Warning over bogus police officers in Harlow as elderly victim scammed

Communities / Sun 8th Mar 2015 at 06:28pm

DETECTIVES are warning residents in the Harlow area to be wary after a sudden surge in phone calls by fraudsters posing as police officers.

Police have received five reports in the last two days and in one case the thieves have been successful in stealing money.

DC Leo Fordham, of Harlow CID, said: “All of those targeted so far have been elderly residents. They have been contacted by either a man or a woman claiming to be a police officer. They have then told the victims that two people have been arrested for stealing money from their bank account and they have given the victims crime reference numbers to make the calls seem more genuine.

“In the one successful theft, an 88-year-old victim was called shortly after 6pm on Friday March 6 by a woman. She said that two boys had been arrested for stealing £300 from the victim’s account and asked if the victim still had her card.

“The victim confirmed she did, and was then passed to a Scottish sounding male who said he was from CID. He told her that the police would need her card and a courier would collect it.

“The victim did not disclose her address and the man stayed on the line for some time before telling her that someone had arrived at her house. The man who took the card is described as tanned, with loose curly hair, around 5ft 6in tall and was wearing a shirt and dark trousers.

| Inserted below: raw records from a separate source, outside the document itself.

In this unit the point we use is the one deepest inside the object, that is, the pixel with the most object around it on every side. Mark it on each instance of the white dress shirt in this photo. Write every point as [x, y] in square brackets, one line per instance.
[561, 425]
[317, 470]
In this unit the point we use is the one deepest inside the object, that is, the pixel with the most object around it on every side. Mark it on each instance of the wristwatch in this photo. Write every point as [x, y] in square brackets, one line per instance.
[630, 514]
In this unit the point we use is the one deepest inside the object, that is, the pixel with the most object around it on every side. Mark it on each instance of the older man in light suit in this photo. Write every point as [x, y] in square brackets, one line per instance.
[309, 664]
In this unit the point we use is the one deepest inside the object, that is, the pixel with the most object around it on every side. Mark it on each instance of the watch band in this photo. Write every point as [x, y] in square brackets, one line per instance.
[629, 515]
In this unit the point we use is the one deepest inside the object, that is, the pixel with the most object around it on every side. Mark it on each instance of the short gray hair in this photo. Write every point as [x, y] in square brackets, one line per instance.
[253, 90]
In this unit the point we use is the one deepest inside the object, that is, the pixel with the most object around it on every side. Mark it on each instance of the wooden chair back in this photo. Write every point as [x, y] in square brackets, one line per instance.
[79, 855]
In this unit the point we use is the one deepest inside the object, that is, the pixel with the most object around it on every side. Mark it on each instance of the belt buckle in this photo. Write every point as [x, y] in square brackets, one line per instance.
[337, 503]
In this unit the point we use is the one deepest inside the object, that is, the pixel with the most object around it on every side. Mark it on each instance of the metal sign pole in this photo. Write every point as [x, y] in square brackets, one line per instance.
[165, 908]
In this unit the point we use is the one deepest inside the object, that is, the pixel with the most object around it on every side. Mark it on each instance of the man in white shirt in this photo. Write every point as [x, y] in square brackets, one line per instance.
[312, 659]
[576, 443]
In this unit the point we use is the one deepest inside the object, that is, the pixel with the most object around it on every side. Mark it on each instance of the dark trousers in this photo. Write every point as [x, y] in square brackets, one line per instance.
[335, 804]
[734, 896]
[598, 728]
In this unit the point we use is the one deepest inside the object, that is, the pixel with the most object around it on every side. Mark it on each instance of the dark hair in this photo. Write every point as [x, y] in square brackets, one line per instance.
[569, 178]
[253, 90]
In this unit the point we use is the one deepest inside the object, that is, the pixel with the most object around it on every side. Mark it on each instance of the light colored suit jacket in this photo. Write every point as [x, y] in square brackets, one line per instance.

“The man claiming to be a detective then called back a short time later and told the victim that she needed to give her cash and jewellery to police for safe keeping. The same man came around again and was given £160 in cash and £200 of jewellery.

“There was a further call to arrange to pick up another bank card and the victim rang us on Saturday to find out when we would be attending and it was at that point that the offence came to light.

“We would like to remind everyone to be on their guard against this type of fraud. Police would never ask you for your bank details or ask you to transfer or withdraw funds. If you do receive calls like these do not fall for their claims and just put the phone down immediately and call police on 101, using a different phone if possible.

“As these fraudsters generally target the elderly and vulnerable we would also ask people to share the following advice with elderly neighbours and relatives.”

*If you are suspicious about a telephone conversation you should end the call and contact police via the non-emergency number, 101. Remember to use a mobile phone or a friend’s phone or wait at least five minutes before calling to ensure you aren’t reconnected to the offender.

Please also remember that your bank and the police would:

• NEVER ask for your bank account details or PIN number over the phone.

• NEVER ask you to withdraw money and send it to them.

• NEVER ask you to send them your bank cards or any other personal property.